Ultimately, the best approach depends on your specific product, market, and growth stage. Many SaaS companies use a combination of methods to continuously optimize pricing. The key is to always be testing and iterating based on data.

Translating Pricing Test Results Into Action

Collecting pricing data is only half the battle. The real challenge is interpreting the results and translating them into action. Here are some tips for making smart decisions based on pricing test results:

  • Combine quantitative and qualitative insights. Don‘t just rely on the hard numbers from split tests or surveys. Layer in qualitative feedback from customers, prospects, and internal teams to get a complete picture. Sometimes a "failed" test can still reveal valuable insights that inform your pricing strategy.
  • Make revenue the key metric. It‘s easy to focus on conversion rate or churn, but revenue is the ultimate goal of pricing optimization. Look at metrics like MRR, TCV, and LTV by segment to understand the full impact of pricing changes. Be willing to trade off short-term conversions for long-term revenue gains.
  • Model out scenarios. Before making a pricing change, model out the expected impact on revenue and other key metrics. This will help you set realistic expectations and avoid surprises. Use your test data to inform the model, but don‘t treat it as gospel. Leave room for error and consider multiple scenarios.
  • Get buy-in from key stakeholders. Pricing changes can have far-reaching impacts across marketing, sales, product, and finance. Make sure all key stakeholders are aligned on the rationale and expected outcomes before rolling out a new pricing model. Use your test results to build a compelling case for change.
  • Communicate changes clearly to customers. How you roll out pricing changes is just as important as the changes themselves. Be transparent with customers about why you‘re making a change and how it will benefit them in the long run. Consider grandfathering existing customers or offering them incentives to move to the new pricing.
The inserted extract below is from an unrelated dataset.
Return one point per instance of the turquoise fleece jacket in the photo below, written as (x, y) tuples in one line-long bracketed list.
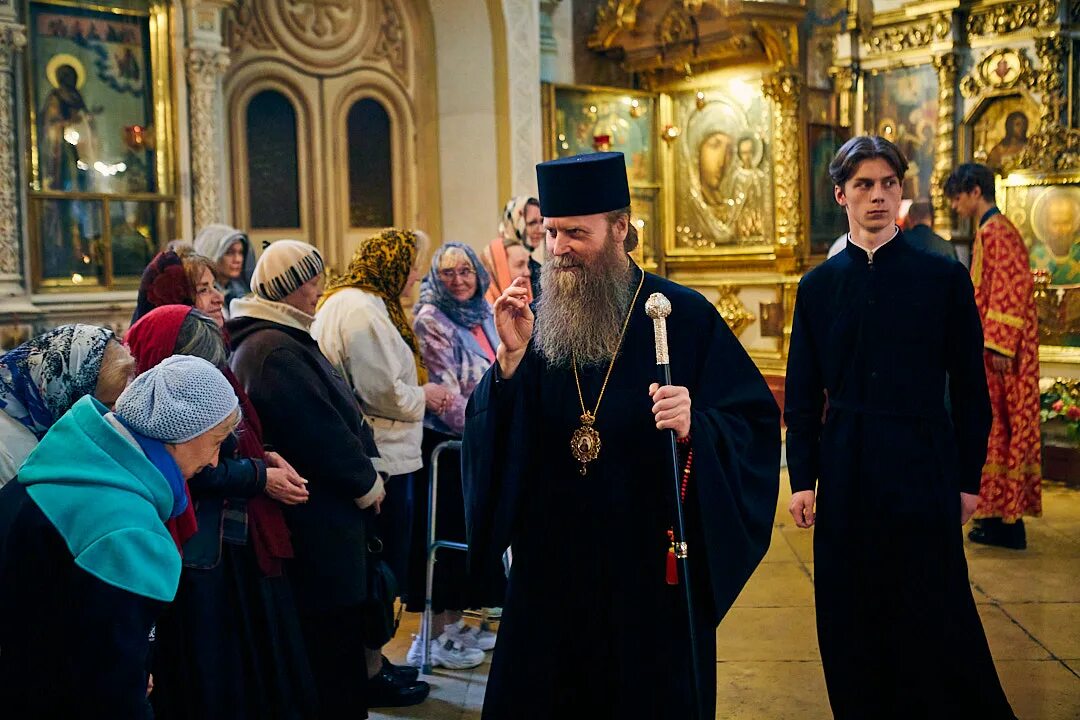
[(107, 501)]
Pricing strategy is a high-stakes game for SaaS companies. The right price can supercharge your growth, while the wrong price can stunt it. Split testing is a powerful tool for optimizing your pricing, but it‘s not without risks and limitations. By following the best practices laid out in this guide and considering alternative approaches, you can find the pricing sweet spot that maximizes revenue and aligns with your broader business goals.

Remember, pricing is an ongoing process, not a one-time event. As your product and market evolve, your pricing strategy should evolve with it. The most successful SaaS companies are relentless about testing, iterating, and adapting their pricing based on data and customer feedback. By making pricing optimization a core competency, you can unlock the full revenue potential of your business.